Additional concerns are the number of people (not all at one time) who will be using the main bathroom and their particular needs, having a guest bathroom (powder room or hall bath perhaps) for use by people who don’t live in the home as well as it being located in a convenient location for occupants of the home, lighting in bathrooms is notoriously weak and inadequate, flooring tends toward the slippery side (especially when wet or damp), and doorway access is traditionally narrower than it needs to be.
Then, there are the fixture choices and how well those suit the needs of who will be using those bathrooms as well as how those rooms are configured.
Essentially there are two styles of bathrooms when it comes to flooring. One has wooden floor joists or wooden engineered trusses supporting the floor and the bathroom itself. The other has a concrete slab providing the support.
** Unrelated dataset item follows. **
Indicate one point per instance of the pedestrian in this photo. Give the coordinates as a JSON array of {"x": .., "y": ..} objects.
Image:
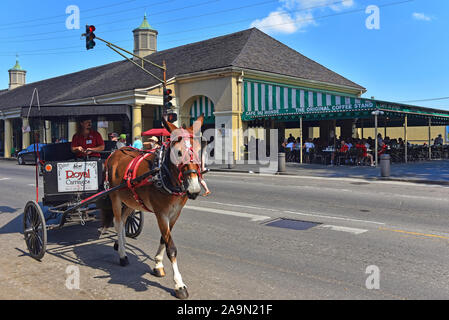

Two story homes that have a slab for the main floor typically have a wooden flooring system for the second floor (and third when included). The wooden construction allows a rather easy reconfiguration of the space when it comes to moving drain lines, water lines, or electric wiring when they can be accessed from underneath such as from a basement or crawlspace. For second floors, the subfloor of the bath and potentially all of the fixtures will need to be removed first.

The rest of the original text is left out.